制度・政策

令和8年度予算「駐車場等への太陽光発電設備の導入促進事業」の公募について(二次公募)

2026-06-25
環境省が駐車場等への太陽光発電設備導入を促進する補助金事業の二次公募を発表。

専門家の視点

太陽光発電の設置可能面積を拡大する目的で、駐車場という未活用スペースに着目した点は実体として理にかなっています。同時に、分散型電力システムの構築や地域共生といった物語が掲げられていますが、肝心の「駐車場という設置場所特有の構造的課題」が制度設計にどこまで織り込まれているかが観測点です。 例えば、駐車場上への太陽光パネル設置には、基礎の強度や車両荷重、景観規制、既存の電線との干渉など、屋根設置とは異なる複数の物理制約が存在します。誰が設置工事を実行し、維持管理を担うのかという実行レイヤーも、駐車場の所有者と事業者の役割分担が曖昧になりがちな領域です。
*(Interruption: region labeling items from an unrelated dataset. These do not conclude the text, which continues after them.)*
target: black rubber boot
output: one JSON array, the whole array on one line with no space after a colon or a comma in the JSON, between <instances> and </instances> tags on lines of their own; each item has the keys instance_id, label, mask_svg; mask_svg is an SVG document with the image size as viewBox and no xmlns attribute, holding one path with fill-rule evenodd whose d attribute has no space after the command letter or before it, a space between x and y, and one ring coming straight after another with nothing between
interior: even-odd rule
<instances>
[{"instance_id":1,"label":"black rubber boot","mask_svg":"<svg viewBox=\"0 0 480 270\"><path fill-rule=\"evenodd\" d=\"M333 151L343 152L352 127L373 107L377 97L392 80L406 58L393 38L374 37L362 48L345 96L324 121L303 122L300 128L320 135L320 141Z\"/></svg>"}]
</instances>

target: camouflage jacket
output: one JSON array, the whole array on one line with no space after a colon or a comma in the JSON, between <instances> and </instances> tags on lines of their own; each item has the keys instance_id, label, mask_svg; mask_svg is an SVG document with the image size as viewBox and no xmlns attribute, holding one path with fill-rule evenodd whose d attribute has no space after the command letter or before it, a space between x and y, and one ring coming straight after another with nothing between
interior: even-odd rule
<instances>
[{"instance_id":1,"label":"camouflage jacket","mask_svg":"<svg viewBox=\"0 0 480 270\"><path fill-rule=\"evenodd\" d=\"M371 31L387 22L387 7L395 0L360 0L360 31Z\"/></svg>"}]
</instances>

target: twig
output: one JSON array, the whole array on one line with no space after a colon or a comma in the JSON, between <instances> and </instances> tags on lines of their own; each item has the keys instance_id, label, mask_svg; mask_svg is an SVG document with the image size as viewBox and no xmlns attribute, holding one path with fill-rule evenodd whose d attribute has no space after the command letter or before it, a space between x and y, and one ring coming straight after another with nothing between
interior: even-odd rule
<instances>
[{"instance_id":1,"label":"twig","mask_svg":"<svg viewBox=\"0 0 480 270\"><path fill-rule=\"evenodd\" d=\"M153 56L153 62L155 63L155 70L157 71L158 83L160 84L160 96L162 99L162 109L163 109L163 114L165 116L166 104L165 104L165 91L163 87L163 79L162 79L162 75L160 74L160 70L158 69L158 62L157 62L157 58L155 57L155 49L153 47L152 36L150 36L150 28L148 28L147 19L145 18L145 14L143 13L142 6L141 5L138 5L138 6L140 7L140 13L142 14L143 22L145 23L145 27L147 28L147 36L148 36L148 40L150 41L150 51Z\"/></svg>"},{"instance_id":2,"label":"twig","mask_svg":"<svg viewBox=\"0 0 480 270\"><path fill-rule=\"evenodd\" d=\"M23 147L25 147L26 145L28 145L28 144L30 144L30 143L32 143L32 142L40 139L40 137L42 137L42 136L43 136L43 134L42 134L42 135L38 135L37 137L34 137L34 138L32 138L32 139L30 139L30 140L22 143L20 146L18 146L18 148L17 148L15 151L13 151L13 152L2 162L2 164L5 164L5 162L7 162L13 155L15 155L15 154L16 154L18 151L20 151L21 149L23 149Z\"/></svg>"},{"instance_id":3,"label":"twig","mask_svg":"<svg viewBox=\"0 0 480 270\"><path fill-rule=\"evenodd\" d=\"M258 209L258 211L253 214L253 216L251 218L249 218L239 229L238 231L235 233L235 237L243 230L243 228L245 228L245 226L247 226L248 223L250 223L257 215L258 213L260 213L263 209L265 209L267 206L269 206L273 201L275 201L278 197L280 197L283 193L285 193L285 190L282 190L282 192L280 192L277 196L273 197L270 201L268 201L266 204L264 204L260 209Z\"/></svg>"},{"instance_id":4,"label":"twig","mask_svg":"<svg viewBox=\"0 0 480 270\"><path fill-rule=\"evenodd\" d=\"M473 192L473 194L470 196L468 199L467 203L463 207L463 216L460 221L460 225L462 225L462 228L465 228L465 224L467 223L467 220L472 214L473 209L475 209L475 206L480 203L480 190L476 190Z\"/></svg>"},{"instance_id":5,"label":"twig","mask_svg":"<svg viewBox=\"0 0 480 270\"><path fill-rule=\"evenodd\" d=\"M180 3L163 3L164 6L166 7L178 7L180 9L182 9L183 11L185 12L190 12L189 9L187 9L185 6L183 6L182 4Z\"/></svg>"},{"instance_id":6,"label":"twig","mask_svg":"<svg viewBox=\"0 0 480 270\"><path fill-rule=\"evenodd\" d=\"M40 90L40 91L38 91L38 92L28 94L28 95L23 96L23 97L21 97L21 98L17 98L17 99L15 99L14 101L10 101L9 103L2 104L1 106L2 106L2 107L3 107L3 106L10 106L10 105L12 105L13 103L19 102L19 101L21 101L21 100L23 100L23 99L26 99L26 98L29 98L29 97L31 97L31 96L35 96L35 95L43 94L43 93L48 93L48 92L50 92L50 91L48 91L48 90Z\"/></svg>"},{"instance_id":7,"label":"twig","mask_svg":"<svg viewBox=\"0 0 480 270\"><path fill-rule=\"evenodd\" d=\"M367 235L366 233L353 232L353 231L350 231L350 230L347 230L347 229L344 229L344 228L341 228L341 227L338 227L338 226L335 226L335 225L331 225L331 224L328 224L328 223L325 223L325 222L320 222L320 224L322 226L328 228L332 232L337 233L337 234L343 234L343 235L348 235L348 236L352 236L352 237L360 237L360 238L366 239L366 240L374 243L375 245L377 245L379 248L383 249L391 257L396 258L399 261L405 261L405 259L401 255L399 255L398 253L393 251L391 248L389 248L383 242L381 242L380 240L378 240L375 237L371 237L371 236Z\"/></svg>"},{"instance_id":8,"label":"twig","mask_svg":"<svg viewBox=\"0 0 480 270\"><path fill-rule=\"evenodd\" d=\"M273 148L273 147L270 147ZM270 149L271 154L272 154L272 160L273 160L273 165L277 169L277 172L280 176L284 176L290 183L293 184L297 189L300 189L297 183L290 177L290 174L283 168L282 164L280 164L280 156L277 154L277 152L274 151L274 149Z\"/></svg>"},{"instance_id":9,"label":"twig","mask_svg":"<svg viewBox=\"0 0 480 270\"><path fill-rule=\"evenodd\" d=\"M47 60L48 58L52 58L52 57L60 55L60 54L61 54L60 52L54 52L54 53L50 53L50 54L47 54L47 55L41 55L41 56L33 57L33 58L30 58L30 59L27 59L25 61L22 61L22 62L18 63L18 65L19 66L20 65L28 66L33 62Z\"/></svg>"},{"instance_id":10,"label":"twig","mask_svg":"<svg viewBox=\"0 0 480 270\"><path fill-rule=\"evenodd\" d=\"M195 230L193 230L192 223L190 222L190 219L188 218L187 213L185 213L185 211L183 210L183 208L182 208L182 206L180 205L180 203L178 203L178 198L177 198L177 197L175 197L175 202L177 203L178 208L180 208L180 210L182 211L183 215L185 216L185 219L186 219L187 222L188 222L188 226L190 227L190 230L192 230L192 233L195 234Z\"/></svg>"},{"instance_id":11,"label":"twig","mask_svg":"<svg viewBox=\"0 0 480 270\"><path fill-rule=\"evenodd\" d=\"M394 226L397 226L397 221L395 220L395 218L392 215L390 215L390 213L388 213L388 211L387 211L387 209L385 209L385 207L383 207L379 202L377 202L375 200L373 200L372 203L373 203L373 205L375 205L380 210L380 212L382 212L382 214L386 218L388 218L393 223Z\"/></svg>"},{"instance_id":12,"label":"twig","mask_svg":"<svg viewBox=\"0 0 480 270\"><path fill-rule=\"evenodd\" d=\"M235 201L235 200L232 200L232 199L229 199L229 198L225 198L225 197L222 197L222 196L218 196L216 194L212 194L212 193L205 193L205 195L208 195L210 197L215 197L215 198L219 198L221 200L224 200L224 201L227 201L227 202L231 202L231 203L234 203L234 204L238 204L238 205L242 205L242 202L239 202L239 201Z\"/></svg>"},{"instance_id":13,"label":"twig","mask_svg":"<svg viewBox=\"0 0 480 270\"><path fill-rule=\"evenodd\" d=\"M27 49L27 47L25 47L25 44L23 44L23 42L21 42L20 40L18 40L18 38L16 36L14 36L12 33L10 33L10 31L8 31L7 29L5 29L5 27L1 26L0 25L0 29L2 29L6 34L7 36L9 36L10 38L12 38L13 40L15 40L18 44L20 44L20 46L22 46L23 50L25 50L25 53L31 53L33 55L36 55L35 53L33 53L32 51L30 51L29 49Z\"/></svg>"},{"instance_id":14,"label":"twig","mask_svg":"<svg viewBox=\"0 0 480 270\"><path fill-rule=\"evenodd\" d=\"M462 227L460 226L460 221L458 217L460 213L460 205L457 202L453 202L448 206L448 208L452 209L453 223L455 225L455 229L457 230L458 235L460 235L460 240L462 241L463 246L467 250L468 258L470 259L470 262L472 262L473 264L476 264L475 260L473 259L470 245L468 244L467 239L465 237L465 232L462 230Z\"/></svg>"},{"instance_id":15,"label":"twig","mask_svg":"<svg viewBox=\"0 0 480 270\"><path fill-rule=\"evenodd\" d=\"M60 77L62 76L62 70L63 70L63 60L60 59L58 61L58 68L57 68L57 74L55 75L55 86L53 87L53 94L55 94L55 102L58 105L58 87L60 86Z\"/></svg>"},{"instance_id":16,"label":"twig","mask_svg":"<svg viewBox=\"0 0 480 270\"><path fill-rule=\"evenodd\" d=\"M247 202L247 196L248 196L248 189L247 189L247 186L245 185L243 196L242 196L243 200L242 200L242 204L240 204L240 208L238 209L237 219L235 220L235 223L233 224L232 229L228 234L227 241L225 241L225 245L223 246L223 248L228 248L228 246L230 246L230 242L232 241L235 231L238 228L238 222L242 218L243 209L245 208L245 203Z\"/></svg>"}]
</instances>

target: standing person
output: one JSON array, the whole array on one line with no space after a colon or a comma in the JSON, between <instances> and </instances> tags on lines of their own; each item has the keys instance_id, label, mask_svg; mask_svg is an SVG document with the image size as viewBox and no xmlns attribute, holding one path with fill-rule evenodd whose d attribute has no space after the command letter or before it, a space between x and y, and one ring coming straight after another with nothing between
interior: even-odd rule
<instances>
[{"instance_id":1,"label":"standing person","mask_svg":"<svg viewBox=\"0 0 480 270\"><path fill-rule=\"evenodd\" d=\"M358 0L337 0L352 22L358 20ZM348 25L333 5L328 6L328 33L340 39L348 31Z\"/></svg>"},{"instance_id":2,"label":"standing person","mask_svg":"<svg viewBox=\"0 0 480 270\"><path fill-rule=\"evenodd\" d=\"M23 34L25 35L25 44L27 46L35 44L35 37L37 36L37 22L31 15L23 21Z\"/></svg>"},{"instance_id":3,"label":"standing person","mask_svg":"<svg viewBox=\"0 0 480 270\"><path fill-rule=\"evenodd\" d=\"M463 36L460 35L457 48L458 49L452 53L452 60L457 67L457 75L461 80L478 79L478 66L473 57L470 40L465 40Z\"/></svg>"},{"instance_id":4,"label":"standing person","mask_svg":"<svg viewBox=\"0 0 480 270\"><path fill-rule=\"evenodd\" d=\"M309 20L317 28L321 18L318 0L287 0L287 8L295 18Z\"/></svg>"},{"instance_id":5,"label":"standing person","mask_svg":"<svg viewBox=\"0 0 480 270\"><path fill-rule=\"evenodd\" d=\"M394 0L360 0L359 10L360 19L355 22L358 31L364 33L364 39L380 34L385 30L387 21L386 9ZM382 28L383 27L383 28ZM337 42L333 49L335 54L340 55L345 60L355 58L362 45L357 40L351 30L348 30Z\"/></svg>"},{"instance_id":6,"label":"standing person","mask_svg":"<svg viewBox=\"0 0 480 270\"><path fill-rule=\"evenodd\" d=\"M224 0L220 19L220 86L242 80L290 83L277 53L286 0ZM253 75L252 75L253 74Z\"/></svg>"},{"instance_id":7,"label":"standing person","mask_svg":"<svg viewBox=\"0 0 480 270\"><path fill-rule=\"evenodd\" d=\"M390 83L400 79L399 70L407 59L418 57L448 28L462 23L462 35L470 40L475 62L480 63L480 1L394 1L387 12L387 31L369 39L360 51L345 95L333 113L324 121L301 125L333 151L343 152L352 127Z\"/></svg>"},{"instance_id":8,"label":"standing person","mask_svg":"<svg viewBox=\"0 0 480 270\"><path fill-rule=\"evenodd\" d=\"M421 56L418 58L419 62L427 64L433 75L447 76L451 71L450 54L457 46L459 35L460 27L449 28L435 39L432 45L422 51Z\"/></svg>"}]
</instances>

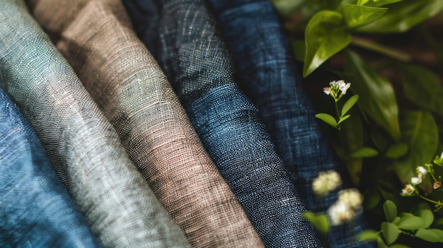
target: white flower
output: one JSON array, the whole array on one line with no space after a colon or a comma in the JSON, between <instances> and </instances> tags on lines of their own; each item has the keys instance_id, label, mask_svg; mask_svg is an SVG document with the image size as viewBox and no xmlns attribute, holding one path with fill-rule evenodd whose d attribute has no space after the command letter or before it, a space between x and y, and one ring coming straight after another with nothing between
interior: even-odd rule
<instances>
[{"instance_id":1,"label":"white flower","mask_svg":"<svg viewBox=\"0 0 443 248\"><path fill-rule=\"evenodd\" d=\"M413 184L420 184L422 180L422 177L419 175L418 177L412 177L410 179L410 183Z\"/></svg>"},{"instance_id":2,"label":"white flower","mask_svg":"<svg viewBox=\"0 0 443 248\"><path fill-rule=\"evenodd\" d=\"M323 88L323 92L326 95L330 94L330 87L325 87Z\"/></svg>"},{"instance_id":3,"label":"white flower","mask_svg":"<svg viewBox=\"0 0 443 248\"><path fill-rule=\"evenodd\" d=\"M401 190L401 194L410 195L413 194L415 191L415 188L414 188L413 186L412 186L411 184L406 184L404 189Z\"/></svg>"},{"instance_id":4,"label":"white flower","mask_svg":"<svg viewBox=\"0 0 443 248\"><path fill-rule=\"evenodd\" d=\"M335 102L338 101L343 95L346 95L347 89L351 87L350 83L345 83L343 80L329 83L330 87L323 88L323 92L330 95Z\"/></svg>"},{"instance_id":5,"label":"white flower","mask_svg":"<svg viewBox=\"0 0 443 248\"><path fill-rule=\"evenodd\" d=\"M418 173L419 175L421 174L422 177L425 177L426 173L427 173L427 170L426 170L426 169L425 169L424 167L419 166L417 167L417 172Z\"/></svg>"},{"instance_id":6,"label":"white flower","mask_svg":"<svg viewBox=\"0 0 443 248\"><path fill-rule=\"evenodd\" d=\"M338 192L338 202L345 204L348 207L357 210L363 203L363 196L357 189L343 189Z\"/></svg>"},{"instance_id":7,"label":"white flower","mask_svg":"<svg viewBox=\"0 0 443 248\"><path fill-rule=\"evenodd\" d=\"M355 212L349 206L338 201L328 209L332 225L339 225L348 222L355 216Z\"/></svg>"},{"instance_id":8,"label":"white flower","mask_svg":"<svg viewBox=\"0 0 443 248\"><path fill-rule=\"evenodd\" d=\"M342 94L346 95L346 90L347 90L347 89L351 87L351 83L345 83L345 81L343 81L343 80L340 80L337 83L338 84L338 88L342 92Z\"/></svg>"},{"instance_id":9,"label":"white flower","mask_svg":"<svg viewBox=\"0 0 443 248\"><path fill-rule=\"evenodd\" d=\"M340 175L334 170L321 172L312 181L312 190L319 196L324 196L342 184Z\"/></svg>"}]
</instances>

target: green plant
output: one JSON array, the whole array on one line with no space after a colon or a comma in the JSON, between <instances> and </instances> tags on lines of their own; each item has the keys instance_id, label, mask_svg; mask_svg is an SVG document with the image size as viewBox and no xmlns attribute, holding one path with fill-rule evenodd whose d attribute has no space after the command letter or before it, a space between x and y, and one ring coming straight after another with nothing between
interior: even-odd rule
<instances>
[{"instance_id":1,"label":"green plant","mask_svg":"<svg viewBox=\"0 0 443 248\"><path fill-rule=\"evenodd\" d=\"M399 237L418 237L413 244L431 242L422 237L439 231L429 229L443 229L443 211L436 203L443 201L439 177L443 158L432 160L443 150L443 35L438 33L443 29L443 1L272 2L284 20L305 85L313 89L308 92L319 113L316 117L327 124L323 127L332 148L364 196L365 214L380 219L386 201L400 206L400 218L408 213L420 217L416 211L425 203L435 211L428 209L434 222L427 228L408 230L392 220L372 223L372 227L378 229L385 223L385 229L393 230L394 225ZM339 90L332 95L330 85L332 104L318 89L338 78L352 86L345 95ZM424 165L433 165L432 170ZM413 185L412 178L420 179L420 166L427 174ZM415 197L398 194L406 184L413 186ZM374 238L372 233L362 235ZM405 247L402 238L386 240L383 232L379 234L381 247Z\"/></svg>"}]
</instances>

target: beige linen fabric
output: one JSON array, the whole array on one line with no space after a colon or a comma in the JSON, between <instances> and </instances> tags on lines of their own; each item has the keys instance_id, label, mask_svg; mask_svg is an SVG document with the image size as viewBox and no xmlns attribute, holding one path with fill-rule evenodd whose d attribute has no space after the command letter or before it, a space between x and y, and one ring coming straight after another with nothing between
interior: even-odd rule
<instances>
[{"instance_id":1,"label":"beige linen fabric","mask_svg":"<svg viewBox=\"0 0 443 248\"><path fill-rule=\"evenodd\" d=\"M191 244L263 247L120 1L81 1L88 3L79 9L71 0L42 0L34 14L62 33L57 47Z\"/></svg>"},{"instance_id":2,"label":"beige linen fabric","mask_svg":"<svg viewBox=\"0 0 443 248\"><path fill-rule=\"evenodd\" d=\"M22 0L0 1L0 77L105 247L190 247Z\"/></svg>"}]
</instances>

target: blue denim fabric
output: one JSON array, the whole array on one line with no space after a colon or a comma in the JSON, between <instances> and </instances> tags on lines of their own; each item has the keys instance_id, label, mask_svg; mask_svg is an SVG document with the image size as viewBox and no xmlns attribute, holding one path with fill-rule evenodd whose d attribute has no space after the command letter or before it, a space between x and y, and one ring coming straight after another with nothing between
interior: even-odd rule
<instances>
[{"instance_id":1,"label":"blue denim fabric","mask_svg":"<svg viewBox=\"0 0 443 248\"><path fill-rule=\"evenodd\" d=\"M97 240L34 131L0 89L0 247L101 247Z\"/></svg>"},{"instance_id":2,"label":"blue denim fabric","mask_svg":"<svg viewBox=\"0 0 443 248\"><path fill-rule=\"evenodd\" d=\"M134 28L150 49L159 51L157 59L206 150L266 247L321 247L301 216L305 206L257 109L234 81L232 61L202 1L163 1L158 10L155 4L140 9L137 3L143 1L124 1ZM161 15L144 15L155 11ZM146 31L151 22L159 23L157 34Z\"/></svg>"},{"instance_id":3,"label":"blue denim fabric","mask_svg":"<svg viewBox=\"0 0 443 248\"><path fill-rule=\"evenodd\" d=\"M319 172L341 171L314 117L278 16L269 1L209 0L232 52L246 94L263 115L284 166L309 209L325 211L337 191L318 201L311 189ZM352 228L334 228L333 247L369 247L354 243L366 228L359 216Z\"/></svg>"}]
</instances>

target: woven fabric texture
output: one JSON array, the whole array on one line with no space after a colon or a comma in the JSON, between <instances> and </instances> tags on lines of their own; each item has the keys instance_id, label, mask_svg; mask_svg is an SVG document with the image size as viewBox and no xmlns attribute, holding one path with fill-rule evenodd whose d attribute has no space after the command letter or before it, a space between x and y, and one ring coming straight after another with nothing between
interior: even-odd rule
<instances>
[{"instance_id":1,"label":"woven fabric texture","mask_svg":"<svg viewBox=\"0 0 443 248\"><path fill-rule=\"evenodd\" d=\"M137 1L124 3L139 32L150 22ZM267 247L318 247L316 232L301 216L306 210L257 110L233 78L231 58L201 1L163 1L159 33L140 34L148 47L160 39L159 59L205 148ZM139 19L138 19L139 18Z\"/></svg>"},{"instance_id":2,"label":"woven fabric texture","mask_svg":"<svg viewBox=\"0 0 443 248\"><path fill-rule=\"evenodd\" d=\"M189 247L115 129L20 0L0 1L1 87L105 247Z\"/></svg>"},{"instance_id":3,"label":"woven fabric texture","mask_svg":"<svg viewBox=\"0 0 443 248\"><path fill-rule=\"evenodd\" d=\"M73 4L41 1L36 6L47 11L36 17L65 23L59 19ZM53 6L67 15L53 16ZM192 247L263 247L166 76L129 26L119 0L89 1L57 34L57 47Z\"/></svg>"},{"instance_id":4,"label":"woven fabric texture","mask_svg":"<svg viewBox=\"0 0 443 248\"><path fill-rule=\"evenodd\" d=\"M292 50L269 1L208 0L236 61L238 75L263 116L284 166L309 210L326 211L337 191L319 201L312 180L321 171L341 172L314 117ZM351 226L352 225L352 226ZM359 216L351 225L333 228L333 247L370 247L356 235L367 225Z\"/></svg>"},{"instance_id":5,"label":"woven fabric texture","mask_svg":"<svg viewBox=\"0 0 443 248\"><path fill-rule=\"evenodd\" d=\"M28 122L0 89L0 247L101 247Z\"/></svg>"}]
</instances>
「設置すれば自然と進む」という隠れた前提が公募の枠組みに含まれていない場合、補助金が出ても実際の導入が進まない実体欠落のリスクがあります。 現時点では、物語(分散型電力・地域共生)と期待(補助金による普及加速)が先行し、実体(施工技術や事業者のオペレーション体制)が翻訳されきっていない構造です。次の観測点は、本事業の実証件数や設置後の稼働率データが公表されるかどうかです。